- Autoren
- Boey GE, Wasilenchuk JL
- Jahr
- 2014
- Typ
- kohorte
- Fundstelle
- Lasers Surg Med 46(1):20-26
- DOI
- 10.1002/lsm.22209
- PMID
- 24338439
- Fallzahl (n)
- 17
Design
Studie mit Halbseitenvergleich, aufgeteilt in eine Wirksamkeitsgruppe (zehn Personen) und eine Sicherheitsgruppe (sieben Personen). Beide Unterbauchseiten wurden gleich behandelt (Kühlintensität 42, entsprechend −72,9 Milliwatt pro Quadratzentimeter, über 60 Minuten). Unmittelbar nach der Behandlung wurde nur eine Seite von Hand nachbearbeitet: eine Minute kräftig knetend, danach eine Minute kreisend mit den Fingerkuppen; die andere Seite diente als Kontrolle. Die Fettschichtdicke wurde per Ultraschall zu Beginn sowie nach zwei und vier Monaten gemessen, zusätzlich erfolgten histologische Untersuchungen zu mehreren Zeitpunkten.
Ergebnis
Die nachbearbeitete Seite zeigte eine stärkere Abnahme der Fettschichtdicke als die Kontrollseite: nach zwei Monaten war die mittlere Reduktion um 68 Prozent größer, nach vier Monaten um 44 Prozent größer. Diese Prozentwerte sind ausdrücklich als relativer Unterschied zwischen den beiden Seiten zu lesen, nicht als absolute Fettreduktion. Sie belegen einen zusätzlichen Effekt der manuellen Nachbearbeitung, nicht die Gesamtwirkung des Verfahrens. Die Fallzahl ist klein.
Nebenwirkungen
Die histologische Untersuchung an mehreren Zeitpunkten (0 bis 120 Tage) ergab laut Abstract keinen Hinweis auf eine durch die Nachbearbeitung verursachte Gewebeschädigung, insbesondere weder Gewebsuntergang (Nekrose) noch Bindegewebsvernarbung (Fibrose); aus der Nachbearbeitung selbst wurden keine unerwünschten Ereignisse berichtet. Eine nach Art und Häufigkeit aufgeschlüsselte Darstellung der sonstigen vorübergehenden Reaktionen der Kühlbehandlung enthält das Abstract nicht und war im frei zugänglichen Text nicht prüfbar (Volltext paywall-geschützt).
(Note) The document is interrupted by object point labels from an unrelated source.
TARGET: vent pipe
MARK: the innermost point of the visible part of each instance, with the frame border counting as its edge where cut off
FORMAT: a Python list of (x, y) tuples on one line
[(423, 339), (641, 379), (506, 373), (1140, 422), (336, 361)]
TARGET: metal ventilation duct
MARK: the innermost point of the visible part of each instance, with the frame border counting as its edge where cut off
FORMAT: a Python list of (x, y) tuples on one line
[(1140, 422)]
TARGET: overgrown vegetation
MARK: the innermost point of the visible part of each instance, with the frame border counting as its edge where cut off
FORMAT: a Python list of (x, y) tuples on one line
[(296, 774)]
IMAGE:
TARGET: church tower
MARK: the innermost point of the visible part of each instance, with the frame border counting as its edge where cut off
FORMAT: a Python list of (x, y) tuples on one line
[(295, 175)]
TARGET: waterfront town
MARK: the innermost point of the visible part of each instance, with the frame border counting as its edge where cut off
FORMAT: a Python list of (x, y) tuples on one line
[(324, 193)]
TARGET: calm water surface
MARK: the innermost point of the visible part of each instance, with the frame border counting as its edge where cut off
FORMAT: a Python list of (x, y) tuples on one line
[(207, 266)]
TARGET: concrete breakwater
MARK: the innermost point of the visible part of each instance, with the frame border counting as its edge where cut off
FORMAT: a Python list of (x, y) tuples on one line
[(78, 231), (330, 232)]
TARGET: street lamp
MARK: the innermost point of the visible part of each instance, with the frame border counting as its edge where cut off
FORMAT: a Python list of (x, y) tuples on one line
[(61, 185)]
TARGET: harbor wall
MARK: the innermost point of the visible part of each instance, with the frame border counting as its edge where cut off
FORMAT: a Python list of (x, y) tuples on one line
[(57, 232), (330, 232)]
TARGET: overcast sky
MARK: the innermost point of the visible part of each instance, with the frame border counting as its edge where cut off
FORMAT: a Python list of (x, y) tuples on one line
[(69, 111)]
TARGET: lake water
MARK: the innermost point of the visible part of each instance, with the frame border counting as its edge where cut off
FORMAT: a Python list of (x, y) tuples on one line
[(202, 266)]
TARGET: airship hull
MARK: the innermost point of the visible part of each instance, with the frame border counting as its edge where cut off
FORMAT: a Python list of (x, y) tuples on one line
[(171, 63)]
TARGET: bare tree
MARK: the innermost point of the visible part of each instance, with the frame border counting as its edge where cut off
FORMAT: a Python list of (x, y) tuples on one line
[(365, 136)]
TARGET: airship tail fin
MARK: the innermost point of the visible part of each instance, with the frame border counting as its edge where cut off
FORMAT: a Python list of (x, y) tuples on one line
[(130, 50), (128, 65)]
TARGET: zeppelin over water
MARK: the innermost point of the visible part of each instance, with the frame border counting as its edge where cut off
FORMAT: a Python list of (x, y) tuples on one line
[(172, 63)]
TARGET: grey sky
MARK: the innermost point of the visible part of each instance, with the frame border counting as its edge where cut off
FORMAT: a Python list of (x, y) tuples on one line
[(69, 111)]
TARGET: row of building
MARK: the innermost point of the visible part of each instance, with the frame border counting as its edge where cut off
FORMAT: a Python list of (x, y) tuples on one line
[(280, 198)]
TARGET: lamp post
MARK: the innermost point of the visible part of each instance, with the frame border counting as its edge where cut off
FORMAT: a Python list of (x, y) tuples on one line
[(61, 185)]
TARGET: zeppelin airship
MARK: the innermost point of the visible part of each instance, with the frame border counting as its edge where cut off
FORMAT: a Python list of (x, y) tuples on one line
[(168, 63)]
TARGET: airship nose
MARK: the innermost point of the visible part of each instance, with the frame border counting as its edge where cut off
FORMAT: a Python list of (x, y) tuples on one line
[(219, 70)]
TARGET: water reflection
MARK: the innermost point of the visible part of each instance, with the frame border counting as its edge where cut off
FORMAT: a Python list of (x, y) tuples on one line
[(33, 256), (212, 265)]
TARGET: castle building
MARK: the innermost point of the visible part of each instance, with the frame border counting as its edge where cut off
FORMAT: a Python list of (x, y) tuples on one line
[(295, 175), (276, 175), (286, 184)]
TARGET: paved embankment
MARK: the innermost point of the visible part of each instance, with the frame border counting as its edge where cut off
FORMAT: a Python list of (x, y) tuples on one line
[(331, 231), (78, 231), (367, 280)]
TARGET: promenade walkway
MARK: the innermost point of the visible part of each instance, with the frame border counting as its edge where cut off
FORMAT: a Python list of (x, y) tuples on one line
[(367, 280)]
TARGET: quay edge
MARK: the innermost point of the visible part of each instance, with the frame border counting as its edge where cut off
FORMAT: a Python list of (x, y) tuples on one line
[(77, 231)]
Aussage der Arbeit ist, dass die zusätzliche manuelle Nachbearbeitung das Sicherheitsprofil der Behandlung nicht verschlechtert.
Dauerhaftigkeit
Die Nachbeobachtung endet vier Monate nach der Behandlung; bis dahin blieb der Vorsprung der nachbearbeiteten Seite erhalten. Über den Verlauf jenseits von vier Monaten trifft die Arbeit keine Aussage. Eine Aussage über die langfristige Haltbarkeit des Ergebnisses lässt sich auf diese Arbeit nicht stützen.
Zusammenfassung
Studie mit Halbseitenvergleich, veröffentlicht 2014 in Lasers in Surgery and Medicine. Untersucht wurde, ob eine kurze manuelle Nachbearbeitung des behandelten Areals unmittelbar nach der Kühlung die Fettreduktion verstärkt, ohne die Sicherheit zu beeinträchtigen. Beide Unterbauchseiten wurden gleich gekühlt, danach nur eine Seite von Hand bearbeitet, die andere blieb Kontrolle. Gemessen per Ultraschall, fiel die Reduktion der Fettschichtdicke auf der nachbearbeiteten Seite nach zwei Monaten um 68 Prozent und nach vier Monaten um 44 Prozent stärker aus als auf der Kontrollseite. Wichtig für die Einordnung: Diese Zahlen beschreiben den Vorsprung der einen Seite gegenüber der anderen, nicht den absoluten Umfang der Fettabnahme. Die Histologie zeigte keine durch die Nachbearbeitung ausgelöste Schädigung, was die Autoren als Beleg für die Unbedenklichkeit der Maßnahme werten. Die Fallzahl ist mit siebzehn Personen klein, und die Nachbeobachtung reicht nur bis vier Monate.
Hinweis
Im Auftrag war der Zweitautor als „Wat H" angegeben; die tatsächliche Autorschaft lautet Boey GE, Wasilenchuk JL. Die id boey-2014 bleibt unverändert.
Volltext
Abstract frei über PubMed (PMID 24338439); daraus bestätigt: Autoren Boey GE, Wasilenchuk JL, Fallzahl 17 (10 Wirksamkeit, 7 Sicherheit), stärkere Reduktion der massierten Seite um 68 Prozent nach zwei und 44 Prozent nach vier Monaten, Histologie ohne Nekrose oder Fibrose. Volltext kostenpflichtig über onlinelibrary.wiley.com; frei nicht zugänglich.